Image caption Protesters object to Betsi Cadwaladr health board proposals

Concerns about quality of care are some of the reasons why the NHS across Wales is being reorganised - with the aim of providing safe and effective care for the future.

Work on detailed plans has been under way for years. 2013 was meant to be the year they were delivered.

But progress has been slow and the process has been beset with setbacks and holdups.

In the Hywel Dda region serving mid and west Wales the health minister had to step in after board mangers and the patients' watchdog found themselves at loggerheads.

In north Wales an outcry from clinicians, campaigners and politicians prompted the first minister to review and revise a plan to change care for the sickest babies.

In south Wales, plans to centralise some specialist care at fewer large hospitals have been delayed yet again - this time until February.

Communication failures

According to Prof Longley, it is proof that the NHS has failed to an extent in persuading people of the case for change

"The health service hasn't said to the public 'this particular department, this particular hospital isn't good enough - we're going to change it because fundamentally it isn't delivering the quality of care'.

"I think people have been lulled into a false sense of security.
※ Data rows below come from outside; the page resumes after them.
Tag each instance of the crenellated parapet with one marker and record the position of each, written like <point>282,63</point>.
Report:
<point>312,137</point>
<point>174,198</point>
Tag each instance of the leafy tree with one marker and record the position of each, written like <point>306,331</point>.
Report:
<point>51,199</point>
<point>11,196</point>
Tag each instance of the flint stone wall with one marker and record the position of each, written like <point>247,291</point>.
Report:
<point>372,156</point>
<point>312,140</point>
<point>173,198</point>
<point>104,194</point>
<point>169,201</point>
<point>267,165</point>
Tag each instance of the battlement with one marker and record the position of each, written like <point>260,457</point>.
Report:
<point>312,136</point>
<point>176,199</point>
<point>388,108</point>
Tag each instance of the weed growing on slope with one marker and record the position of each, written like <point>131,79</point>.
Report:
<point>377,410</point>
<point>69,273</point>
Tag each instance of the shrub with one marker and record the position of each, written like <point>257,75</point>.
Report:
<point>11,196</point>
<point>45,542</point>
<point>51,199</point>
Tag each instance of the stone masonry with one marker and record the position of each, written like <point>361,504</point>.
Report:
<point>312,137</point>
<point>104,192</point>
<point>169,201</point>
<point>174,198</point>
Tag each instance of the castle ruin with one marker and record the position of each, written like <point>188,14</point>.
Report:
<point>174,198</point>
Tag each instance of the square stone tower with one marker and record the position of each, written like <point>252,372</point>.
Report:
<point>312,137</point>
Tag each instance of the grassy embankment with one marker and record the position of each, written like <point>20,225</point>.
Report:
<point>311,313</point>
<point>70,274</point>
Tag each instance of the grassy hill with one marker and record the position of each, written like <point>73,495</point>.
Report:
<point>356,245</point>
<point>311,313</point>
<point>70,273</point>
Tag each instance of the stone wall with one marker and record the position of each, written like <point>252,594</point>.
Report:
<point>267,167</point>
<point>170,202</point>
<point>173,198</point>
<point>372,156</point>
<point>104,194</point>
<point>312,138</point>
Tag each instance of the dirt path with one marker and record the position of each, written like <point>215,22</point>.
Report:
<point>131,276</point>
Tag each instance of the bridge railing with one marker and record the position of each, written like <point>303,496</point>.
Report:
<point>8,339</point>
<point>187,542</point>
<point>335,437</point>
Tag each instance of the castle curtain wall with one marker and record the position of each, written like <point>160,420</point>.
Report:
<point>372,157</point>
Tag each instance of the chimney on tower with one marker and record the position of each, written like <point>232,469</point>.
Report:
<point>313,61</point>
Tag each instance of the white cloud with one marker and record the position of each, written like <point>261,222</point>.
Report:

They think, 'if I turn up at the hospital I could get the best possible care I could have' - and that isn't always the case.

"The NHS hasn't been good in communicating with the public. It's sort of taken them for granted."

But as 2013 draws to a close the question is are the vital signs improving?

For the first time in years, the Welsh government gave health a significant cash injection.

And although there are critics, Wales has led the way in legislating to introduce an opt-out system of organ donation.

Trust still strong

Despite so many negative headlines, Helen Birtwhistle of the NHS Confederation - the body that represents the Welsh NHS - argues public confidence in it remains high.

"We tend to forget this amongst the headlines - but most people have a really good experience of the NHS," she said.

"We have people working really hard who are compassionate and really care about the people the NHS is serving.

"There is no excuse ever for care that falls below standard but we know that the huge majority of NHS staff go to work to be caring and compassionate. That is everybody's top priority."

Despite the problems of 2013, it's clear Welsh NHS is not alone - healthcare systems across the UK and indeed the globe face similar pressures as medicine gets more advanced and patients grow older.

But it is fair to say that 2013 has been one of the most difficult and turbulent years in our health service's history.

The test in 2014 will be how well it responds.